Yes, these are Peri's panties...
Thursday, June 16, 2011
ORDINARY WONDERS AND BLEAK MIRACLES
An Invitation To Disaster
Al Bruno III
Chester Bush sat on his front porch waiting for the sunset and what the sunset would bring. It was a warm spring day, cloudy with a hint of rain in the air. He had multiple windows open on his laptop and with each one he was checking for news in a city a timezone away.

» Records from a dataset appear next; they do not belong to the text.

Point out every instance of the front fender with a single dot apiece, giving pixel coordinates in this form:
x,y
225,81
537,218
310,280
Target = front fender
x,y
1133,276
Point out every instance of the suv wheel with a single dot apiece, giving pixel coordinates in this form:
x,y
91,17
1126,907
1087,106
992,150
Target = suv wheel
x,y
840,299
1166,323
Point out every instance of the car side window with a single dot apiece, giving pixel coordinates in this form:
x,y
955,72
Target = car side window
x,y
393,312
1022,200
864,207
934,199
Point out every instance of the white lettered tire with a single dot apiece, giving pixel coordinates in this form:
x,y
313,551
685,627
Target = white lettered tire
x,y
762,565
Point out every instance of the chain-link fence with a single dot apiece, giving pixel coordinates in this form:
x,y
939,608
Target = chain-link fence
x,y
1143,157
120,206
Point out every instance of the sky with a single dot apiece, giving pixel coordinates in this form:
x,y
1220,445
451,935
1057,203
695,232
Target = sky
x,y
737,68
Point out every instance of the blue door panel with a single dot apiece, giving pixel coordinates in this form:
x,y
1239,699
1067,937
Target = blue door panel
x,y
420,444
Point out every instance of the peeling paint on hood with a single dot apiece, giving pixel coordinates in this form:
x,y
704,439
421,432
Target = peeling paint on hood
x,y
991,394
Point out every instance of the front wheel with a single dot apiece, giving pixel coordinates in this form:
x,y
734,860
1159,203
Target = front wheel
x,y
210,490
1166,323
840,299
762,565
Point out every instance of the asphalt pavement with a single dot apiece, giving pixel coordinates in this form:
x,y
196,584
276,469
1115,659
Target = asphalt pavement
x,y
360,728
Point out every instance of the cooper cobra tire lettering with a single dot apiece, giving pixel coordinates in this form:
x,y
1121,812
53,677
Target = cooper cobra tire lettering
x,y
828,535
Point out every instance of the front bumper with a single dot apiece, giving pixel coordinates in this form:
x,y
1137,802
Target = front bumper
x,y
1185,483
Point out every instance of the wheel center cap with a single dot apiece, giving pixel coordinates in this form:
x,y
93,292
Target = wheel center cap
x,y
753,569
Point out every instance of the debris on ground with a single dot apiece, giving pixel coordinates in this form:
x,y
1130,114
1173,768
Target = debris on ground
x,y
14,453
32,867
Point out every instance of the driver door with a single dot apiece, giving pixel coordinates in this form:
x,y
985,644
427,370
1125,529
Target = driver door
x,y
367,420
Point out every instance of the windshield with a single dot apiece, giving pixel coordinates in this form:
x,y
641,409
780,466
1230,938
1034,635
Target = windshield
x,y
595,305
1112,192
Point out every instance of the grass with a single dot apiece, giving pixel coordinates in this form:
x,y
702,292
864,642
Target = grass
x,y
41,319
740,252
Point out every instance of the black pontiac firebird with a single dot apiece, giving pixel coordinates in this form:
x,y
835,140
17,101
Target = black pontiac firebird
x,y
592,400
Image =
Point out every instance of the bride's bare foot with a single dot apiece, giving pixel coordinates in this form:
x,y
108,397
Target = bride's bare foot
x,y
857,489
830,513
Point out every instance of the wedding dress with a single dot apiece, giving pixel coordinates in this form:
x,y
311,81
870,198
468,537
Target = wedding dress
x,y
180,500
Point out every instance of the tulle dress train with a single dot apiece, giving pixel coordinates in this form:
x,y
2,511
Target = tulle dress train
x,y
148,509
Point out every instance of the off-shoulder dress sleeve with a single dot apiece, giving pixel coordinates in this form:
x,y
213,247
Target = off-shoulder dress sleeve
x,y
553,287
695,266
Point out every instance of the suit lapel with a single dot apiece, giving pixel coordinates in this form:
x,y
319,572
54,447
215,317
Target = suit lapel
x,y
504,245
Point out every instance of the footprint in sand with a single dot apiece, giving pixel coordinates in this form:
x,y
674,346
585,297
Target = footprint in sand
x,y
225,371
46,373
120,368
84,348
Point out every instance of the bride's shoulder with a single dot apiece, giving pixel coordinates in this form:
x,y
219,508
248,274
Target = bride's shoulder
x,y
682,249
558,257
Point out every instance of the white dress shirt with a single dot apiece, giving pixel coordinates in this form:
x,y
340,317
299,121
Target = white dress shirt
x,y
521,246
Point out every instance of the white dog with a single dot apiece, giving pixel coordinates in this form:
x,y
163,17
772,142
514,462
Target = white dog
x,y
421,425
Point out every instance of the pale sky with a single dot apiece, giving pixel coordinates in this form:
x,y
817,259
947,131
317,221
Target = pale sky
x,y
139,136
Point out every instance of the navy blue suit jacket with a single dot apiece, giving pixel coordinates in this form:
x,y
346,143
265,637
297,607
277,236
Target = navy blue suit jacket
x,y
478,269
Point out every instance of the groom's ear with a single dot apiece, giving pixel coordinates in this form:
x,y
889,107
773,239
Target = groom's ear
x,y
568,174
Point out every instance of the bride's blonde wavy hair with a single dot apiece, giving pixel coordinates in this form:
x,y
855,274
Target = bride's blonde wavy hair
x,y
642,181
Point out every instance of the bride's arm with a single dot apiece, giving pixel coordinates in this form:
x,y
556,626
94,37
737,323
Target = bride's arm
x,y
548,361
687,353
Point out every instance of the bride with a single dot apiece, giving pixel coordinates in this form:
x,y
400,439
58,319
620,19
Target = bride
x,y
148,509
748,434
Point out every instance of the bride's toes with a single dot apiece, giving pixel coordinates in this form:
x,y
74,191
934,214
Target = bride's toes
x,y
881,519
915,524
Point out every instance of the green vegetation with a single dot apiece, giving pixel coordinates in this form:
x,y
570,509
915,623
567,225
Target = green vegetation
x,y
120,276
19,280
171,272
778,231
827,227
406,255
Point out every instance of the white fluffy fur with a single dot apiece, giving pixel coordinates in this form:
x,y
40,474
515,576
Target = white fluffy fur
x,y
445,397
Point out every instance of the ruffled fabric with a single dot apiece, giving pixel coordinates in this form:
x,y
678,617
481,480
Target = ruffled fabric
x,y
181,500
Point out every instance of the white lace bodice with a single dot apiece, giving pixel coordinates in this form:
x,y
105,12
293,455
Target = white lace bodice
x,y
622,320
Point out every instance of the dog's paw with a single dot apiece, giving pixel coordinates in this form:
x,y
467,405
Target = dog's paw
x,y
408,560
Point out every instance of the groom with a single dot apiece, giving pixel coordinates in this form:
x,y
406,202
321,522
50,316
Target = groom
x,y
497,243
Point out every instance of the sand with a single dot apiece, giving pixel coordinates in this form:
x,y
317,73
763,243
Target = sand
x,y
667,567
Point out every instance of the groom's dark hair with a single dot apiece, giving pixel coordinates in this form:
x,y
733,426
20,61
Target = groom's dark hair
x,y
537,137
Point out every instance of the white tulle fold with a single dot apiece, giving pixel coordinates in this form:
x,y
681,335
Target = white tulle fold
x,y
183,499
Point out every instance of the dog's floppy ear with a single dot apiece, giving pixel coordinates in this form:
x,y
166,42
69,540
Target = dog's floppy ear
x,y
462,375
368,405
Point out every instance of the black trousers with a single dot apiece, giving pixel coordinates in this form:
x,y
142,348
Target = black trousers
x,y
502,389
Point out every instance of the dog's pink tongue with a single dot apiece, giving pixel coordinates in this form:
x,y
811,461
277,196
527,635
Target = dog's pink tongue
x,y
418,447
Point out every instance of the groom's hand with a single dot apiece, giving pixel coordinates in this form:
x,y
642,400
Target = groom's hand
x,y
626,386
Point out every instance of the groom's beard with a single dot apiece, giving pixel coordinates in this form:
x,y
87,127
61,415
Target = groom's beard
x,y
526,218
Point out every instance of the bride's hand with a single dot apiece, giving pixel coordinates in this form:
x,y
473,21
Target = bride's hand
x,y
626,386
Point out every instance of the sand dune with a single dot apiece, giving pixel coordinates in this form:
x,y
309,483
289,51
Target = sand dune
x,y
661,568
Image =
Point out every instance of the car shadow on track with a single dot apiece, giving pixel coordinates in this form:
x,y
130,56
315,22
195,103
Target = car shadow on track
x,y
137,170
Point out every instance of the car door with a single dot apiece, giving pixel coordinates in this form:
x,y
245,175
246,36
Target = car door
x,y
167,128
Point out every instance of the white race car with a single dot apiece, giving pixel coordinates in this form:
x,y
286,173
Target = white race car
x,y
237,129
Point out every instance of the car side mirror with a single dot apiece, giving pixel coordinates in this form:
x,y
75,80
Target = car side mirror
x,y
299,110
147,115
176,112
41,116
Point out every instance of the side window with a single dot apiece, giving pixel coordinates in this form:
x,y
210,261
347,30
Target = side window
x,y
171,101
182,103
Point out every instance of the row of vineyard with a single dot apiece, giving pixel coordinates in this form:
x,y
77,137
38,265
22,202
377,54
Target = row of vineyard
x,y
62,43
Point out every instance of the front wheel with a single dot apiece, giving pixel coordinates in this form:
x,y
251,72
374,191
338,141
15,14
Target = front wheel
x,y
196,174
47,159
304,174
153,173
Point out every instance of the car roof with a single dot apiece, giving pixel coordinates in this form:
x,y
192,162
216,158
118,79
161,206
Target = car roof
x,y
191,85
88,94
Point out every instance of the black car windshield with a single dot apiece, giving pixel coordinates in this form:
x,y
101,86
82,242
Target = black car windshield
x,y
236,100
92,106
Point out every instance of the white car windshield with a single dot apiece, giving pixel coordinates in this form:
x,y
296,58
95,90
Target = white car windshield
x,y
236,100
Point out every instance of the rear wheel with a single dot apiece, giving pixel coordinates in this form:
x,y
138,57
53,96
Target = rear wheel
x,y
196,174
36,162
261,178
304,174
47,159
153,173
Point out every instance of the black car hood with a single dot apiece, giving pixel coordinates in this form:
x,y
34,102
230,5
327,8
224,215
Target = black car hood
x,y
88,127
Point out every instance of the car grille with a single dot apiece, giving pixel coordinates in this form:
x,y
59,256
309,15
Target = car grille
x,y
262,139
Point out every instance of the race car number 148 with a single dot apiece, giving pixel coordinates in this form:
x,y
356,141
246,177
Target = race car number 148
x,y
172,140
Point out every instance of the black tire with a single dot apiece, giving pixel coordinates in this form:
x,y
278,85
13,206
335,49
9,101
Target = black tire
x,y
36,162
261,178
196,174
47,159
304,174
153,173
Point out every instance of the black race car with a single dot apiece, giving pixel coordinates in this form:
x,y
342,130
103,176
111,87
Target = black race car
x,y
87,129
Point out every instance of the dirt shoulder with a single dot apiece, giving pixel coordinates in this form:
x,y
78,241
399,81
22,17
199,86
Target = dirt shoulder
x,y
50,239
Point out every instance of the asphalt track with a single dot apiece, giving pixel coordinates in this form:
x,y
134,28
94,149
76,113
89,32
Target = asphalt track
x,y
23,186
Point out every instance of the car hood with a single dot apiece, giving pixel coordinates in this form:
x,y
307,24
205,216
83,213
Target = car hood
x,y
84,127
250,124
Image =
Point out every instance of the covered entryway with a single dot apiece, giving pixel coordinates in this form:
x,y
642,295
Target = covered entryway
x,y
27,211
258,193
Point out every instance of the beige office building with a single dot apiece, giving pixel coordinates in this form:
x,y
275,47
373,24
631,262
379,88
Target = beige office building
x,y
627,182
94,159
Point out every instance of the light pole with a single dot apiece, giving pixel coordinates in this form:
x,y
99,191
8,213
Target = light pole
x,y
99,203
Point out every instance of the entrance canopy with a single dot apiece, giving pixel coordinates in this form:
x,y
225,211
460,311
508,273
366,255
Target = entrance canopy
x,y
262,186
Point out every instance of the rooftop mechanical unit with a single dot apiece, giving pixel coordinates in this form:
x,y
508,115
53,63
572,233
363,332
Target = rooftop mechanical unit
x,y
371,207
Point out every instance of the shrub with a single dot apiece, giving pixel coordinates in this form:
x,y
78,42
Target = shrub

Three days ago at 7 o’clock in the morning a tornado had come through the town of Drummond, Oregon destroying everything in its path. From his comfy chair Chester could read the incoming stories and watch the video feeds from local and national news sources.
The body count kept rising, it seemed that for every miraculous survival there were three lives cut short. The tornado had destroyed the firehouse but spared the police station. It had avoided the school but leveled an entire wing of the hospital.
There was booze in his free hand, expensive brandy in a cheap glass. His ex-wife Rosie would have said that was typical of him and she would have been right. He had a lousy house full of expensive toys, he had a rusty car with a high quality stereo system. That was just the way he liked it.
He opened one browser window and opened another and listened to the streaming feed from Drummond’s AM radio station. The traffic reports and right wing pundits had been replaced with constant updates. They took calls and tried their best to help people track down loved ones that had gone missing in the disaster.
Chester was two years away from sixty and he was proud of how well he handled the technology at his fingertips. Too many of his friends shied away from it all, intimidated at learning something new, afraid of looking foolish when they made a mistake. Chester had no fear of mistakes.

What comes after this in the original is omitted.